Andrei Illarionov is a brave man, and so is Sergei Tretyakov. Both these men are trying to warn us about the same thing. History teaches that rulers who rob and butcher their own citizens will not hesitate to bomb and invade their neighbors. It must be remembered that the thugs in the Kremlin have thermonuclear weapons. They are improving these weapons, day by day. They arm terrorists throughout the world. They are supporting North Korea, Venezuela and Iran. And here is what I find most disturbing. Illarionov pointed out that “George Bush sees Vladimir Putin as his personal friend.”
This is a mystery, and Dr.

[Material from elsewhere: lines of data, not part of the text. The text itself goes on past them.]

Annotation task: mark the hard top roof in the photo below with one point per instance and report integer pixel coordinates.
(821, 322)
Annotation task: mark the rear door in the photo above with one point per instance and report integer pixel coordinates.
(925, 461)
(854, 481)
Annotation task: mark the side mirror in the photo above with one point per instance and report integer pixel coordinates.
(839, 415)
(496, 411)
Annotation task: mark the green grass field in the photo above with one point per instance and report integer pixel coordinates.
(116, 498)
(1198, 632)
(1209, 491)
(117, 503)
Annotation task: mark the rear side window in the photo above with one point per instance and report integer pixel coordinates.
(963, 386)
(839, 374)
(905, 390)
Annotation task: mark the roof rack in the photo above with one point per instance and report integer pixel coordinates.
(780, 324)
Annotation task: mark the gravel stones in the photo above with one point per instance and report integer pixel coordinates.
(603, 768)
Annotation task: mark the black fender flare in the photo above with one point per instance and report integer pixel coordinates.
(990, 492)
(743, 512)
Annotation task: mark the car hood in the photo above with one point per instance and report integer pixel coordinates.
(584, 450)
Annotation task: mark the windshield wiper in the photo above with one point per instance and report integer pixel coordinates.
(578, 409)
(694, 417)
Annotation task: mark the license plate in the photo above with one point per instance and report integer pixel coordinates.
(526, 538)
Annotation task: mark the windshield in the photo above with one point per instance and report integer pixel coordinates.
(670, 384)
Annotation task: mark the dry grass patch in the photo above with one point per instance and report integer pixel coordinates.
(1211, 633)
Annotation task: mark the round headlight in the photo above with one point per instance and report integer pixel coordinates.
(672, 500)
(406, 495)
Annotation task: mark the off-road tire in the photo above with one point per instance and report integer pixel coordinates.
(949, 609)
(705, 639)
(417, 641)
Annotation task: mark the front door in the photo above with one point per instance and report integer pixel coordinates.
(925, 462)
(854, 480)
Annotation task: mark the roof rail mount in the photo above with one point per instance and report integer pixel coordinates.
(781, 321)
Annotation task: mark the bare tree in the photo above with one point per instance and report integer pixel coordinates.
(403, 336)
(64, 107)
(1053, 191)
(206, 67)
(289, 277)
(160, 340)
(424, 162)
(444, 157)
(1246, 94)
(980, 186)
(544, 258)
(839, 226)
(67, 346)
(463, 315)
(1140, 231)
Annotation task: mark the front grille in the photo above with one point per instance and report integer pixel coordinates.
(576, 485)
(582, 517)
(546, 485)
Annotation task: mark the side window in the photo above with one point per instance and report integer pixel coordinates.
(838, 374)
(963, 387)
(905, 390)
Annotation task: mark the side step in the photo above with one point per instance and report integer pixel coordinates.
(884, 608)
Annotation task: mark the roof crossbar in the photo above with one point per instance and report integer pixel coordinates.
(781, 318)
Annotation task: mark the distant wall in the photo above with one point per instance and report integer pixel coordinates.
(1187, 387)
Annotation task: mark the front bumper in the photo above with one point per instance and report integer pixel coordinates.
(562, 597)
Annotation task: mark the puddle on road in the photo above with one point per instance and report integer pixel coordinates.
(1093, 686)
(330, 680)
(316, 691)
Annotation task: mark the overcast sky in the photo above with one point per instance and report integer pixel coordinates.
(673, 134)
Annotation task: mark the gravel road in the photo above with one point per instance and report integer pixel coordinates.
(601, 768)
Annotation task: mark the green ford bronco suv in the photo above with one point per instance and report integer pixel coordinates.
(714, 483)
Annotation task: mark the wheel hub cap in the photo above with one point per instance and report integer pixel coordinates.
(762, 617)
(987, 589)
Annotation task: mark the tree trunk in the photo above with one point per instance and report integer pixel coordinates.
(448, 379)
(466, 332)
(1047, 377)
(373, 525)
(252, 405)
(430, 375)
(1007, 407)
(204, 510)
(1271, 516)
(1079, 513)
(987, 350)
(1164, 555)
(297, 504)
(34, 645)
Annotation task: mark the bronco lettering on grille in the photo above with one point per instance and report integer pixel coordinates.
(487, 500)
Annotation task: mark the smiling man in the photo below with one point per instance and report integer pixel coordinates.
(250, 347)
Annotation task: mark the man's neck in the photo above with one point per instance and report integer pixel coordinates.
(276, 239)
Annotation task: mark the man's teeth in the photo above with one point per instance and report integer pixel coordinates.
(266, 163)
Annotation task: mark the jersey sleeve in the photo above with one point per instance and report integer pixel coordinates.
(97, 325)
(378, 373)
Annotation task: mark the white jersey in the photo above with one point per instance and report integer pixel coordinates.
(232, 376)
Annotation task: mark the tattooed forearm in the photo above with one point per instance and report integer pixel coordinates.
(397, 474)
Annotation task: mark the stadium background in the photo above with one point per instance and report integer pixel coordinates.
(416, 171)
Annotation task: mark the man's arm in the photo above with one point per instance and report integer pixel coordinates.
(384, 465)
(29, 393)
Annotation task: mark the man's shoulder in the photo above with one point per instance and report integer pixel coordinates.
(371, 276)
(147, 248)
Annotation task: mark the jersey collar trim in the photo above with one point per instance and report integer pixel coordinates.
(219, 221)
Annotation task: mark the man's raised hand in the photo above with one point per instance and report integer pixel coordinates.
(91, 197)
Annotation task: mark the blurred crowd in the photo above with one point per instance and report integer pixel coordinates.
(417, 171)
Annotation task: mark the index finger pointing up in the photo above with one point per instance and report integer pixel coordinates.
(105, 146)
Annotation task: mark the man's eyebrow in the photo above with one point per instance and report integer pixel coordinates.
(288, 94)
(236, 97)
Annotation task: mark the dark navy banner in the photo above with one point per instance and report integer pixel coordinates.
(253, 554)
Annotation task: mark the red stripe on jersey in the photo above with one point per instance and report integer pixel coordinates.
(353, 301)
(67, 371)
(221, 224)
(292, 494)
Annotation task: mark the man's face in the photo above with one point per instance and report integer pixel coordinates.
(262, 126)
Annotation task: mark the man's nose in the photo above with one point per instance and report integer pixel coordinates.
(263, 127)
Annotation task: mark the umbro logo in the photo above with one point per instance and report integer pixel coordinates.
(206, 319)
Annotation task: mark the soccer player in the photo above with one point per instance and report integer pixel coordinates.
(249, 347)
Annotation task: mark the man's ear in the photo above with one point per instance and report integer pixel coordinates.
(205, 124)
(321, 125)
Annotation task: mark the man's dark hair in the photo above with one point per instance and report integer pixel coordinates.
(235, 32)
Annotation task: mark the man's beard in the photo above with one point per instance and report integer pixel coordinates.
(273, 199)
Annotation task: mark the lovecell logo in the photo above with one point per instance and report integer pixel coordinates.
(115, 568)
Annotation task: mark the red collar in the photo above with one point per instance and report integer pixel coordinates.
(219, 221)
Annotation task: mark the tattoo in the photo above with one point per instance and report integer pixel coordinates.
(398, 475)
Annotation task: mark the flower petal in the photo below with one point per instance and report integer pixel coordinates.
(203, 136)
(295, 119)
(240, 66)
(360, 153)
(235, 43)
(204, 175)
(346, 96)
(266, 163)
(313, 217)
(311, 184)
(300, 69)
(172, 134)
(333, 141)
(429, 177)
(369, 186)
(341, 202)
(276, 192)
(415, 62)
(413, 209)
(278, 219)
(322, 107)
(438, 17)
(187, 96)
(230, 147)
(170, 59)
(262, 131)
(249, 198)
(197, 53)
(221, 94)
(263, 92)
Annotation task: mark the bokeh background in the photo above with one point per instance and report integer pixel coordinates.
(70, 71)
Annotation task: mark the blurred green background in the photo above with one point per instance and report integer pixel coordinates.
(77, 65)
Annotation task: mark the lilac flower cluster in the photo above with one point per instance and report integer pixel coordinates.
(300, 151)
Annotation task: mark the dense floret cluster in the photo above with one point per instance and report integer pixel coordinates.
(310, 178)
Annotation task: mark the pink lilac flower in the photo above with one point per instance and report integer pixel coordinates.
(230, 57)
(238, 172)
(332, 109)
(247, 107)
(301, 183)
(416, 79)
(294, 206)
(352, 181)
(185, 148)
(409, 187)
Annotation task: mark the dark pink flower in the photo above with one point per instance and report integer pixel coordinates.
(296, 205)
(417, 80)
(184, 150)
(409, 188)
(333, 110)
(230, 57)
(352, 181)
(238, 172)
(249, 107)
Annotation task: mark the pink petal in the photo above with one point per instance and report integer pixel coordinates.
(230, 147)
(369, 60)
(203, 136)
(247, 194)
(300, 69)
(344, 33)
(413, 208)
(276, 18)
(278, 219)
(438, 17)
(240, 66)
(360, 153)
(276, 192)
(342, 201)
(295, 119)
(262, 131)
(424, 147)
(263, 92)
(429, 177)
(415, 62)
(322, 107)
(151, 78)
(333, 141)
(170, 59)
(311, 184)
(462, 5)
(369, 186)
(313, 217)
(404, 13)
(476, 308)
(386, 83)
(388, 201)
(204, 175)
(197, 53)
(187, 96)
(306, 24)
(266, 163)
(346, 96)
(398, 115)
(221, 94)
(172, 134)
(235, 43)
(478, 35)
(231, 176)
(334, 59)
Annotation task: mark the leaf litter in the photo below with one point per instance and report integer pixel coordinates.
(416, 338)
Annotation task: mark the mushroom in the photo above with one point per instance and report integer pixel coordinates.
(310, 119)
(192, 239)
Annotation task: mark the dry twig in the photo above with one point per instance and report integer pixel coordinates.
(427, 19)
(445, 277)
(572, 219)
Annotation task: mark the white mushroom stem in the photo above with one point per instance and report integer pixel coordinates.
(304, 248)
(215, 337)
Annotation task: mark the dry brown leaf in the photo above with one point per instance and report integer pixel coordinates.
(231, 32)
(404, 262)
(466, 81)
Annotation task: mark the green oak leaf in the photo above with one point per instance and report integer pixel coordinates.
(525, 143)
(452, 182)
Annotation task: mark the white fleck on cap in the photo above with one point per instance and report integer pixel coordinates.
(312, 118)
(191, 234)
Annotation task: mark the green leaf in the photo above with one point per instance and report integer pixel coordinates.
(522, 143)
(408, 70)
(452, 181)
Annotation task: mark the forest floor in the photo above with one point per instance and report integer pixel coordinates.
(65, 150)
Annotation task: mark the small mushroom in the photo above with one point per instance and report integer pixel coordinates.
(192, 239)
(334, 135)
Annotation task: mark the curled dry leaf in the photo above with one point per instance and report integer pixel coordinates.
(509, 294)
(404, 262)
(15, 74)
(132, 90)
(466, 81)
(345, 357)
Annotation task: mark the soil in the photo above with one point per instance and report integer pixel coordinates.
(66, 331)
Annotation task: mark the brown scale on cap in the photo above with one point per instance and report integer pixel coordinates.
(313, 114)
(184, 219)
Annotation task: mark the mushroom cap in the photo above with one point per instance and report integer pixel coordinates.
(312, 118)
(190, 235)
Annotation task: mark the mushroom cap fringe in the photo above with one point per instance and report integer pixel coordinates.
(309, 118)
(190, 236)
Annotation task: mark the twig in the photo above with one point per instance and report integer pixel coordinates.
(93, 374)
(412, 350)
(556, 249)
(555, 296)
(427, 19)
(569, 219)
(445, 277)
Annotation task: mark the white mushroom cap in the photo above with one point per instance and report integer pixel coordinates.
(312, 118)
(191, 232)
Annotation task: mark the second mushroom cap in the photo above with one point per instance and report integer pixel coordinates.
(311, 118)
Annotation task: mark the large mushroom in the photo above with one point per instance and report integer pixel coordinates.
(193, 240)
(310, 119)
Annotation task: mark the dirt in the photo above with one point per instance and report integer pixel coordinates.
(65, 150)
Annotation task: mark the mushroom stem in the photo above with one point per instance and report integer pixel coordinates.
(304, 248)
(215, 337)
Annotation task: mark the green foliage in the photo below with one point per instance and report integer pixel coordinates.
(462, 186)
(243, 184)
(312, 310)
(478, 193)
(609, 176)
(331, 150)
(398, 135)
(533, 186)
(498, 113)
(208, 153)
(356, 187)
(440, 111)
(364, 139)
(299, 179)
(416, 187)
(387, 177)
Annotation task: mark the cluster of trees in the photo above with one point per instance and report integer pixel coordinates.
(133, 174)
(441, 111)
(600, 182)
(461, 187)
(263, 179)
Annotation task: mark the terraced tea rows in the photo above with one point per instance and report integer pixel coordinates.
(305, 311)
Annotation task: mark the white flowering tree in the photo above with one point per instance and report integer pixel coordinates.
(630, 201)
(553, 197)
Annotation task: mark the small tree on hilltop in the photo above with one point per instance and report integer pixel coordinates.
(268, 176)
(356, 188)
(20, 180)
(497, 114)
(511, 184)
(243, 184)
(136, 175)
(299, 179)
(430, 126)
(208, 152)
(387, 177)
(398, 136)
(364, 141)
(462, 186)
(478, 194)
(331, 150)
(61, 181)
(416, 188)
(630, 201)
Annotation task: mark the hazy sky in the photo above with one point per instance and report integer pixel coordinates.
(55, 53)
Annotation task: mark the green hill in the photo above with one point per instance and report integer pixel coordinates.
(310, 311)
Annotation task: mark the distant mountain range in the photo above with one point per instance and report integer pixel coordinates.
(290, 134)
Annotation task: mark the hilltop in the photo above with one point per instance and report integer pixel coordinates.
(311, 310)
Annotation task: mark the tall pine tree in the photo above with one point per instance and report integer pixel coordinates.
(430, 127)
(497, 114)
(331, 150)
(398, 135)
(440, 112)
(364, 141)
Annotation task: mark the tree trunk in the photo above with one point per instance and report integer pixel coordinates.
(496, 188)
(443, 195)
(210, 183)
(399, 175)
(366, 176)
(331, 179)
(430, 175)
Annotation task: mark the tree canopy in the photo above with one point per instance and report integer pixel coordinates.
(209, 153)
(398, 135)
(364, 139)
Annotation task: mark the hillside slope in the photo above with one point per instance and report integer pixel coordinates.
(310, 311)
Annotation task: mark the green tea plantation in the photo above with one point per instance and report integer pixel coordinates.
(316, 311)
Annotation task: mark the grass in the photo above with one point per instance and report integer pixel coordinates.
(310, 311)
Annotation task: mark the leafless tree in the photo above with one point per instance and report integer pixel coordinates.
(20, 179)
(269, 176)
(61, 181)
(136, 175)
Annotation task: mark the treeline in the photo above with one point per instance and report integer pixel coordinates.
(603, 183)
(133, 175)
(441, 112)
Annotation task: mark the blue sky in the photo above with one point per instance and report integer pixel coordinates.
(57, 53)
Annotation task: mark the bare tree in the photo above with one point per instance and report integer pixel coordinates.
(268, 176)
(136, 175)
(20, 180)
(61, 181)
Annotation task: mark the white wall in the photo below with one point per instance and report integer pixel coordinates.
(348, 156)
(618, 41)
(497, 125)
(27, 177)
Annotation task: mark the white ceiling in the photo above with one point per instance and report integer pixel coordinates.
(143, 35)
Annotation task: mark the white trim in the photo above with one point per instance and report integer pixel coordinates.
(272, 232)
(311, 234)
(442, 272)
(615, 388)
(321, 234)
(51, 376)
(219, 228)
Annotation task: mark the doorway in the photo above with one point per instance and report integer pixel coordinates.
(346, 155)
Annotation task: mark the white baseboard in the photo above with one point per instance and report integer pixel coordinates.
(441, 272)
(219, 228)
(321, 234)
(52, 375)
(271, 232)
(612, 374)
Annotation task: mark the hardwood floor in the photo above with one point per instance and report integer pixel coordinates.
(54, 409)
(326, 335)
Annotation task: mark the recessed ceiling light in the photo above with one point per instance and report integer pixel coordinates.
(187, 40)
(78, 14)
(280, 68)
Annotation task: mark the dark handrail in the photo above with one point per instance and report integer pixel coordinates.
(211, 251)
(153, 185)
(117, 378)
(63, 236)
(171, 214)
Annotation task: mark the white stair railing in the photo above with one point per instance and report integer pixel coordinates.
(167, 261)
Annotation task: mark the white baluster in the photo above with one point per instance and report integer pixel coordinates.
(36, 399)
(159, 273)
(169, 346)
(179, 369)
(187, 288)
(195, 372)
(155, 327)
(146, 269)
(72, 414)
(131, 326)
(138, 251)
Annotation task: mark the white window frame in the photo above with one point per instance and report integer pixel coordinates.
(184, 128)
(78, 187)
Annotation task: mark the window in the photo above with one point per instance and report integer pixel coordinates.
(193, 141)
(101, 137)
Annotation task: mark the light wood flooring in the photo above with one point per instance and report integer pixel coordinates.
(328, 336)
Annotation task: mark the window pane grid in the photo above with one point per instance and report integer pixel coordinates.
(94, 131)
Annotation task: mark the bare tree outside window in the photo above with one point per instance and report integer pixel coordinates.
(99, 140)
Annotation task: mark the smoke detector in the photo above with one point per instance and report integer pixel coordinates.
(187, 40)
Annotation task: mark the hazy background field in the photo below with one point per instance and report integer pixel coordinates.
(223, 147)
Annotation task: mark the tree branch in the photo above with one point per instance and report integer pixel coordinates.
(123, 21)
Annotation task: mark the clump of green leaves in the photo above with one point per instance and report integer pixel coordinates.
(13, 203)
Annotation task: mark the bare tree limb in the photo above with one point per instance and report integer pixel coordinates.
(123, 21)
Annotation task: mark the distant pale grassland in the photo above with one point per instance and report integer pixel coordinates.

Illarionov has no “good explanation for why it is so.” It is normal for Western governments to isolate gangster regimes. But the Kremlin has not been isolated. The Kremlin has murdered or poisoned various Russian and Ukrainian politicians. The facts are widely known. “Anyone who would behave remotely similar would be immediately isolated,” said Illarionov. But Russia has not been isolated.
“It is something really special,” Illarionov conceded. Russia is growing economically while breaking free of the pattern of civilized life. This is reminiscent of Nazi Germany. It creates a psychological feeling within Russia, a sense of superiority. “All those people believe they have found a way to make a successful political system,” Illarionov warned. It makes violence and banditry seem like a workable alternative to civilization. People begin to believe that banditry has a future. Why not become a looter? Why not follow the bandit’s example?
From all of this we learn that the struggle for freedom is also a struggle for law and order. It is also a struggle against moral nihilism. Civilization exists because of standards. These standards refer to “right” and “wrong.” If there is no objective right and wrong, recognized as a basis for the rule of law, civilized society cannot long endure.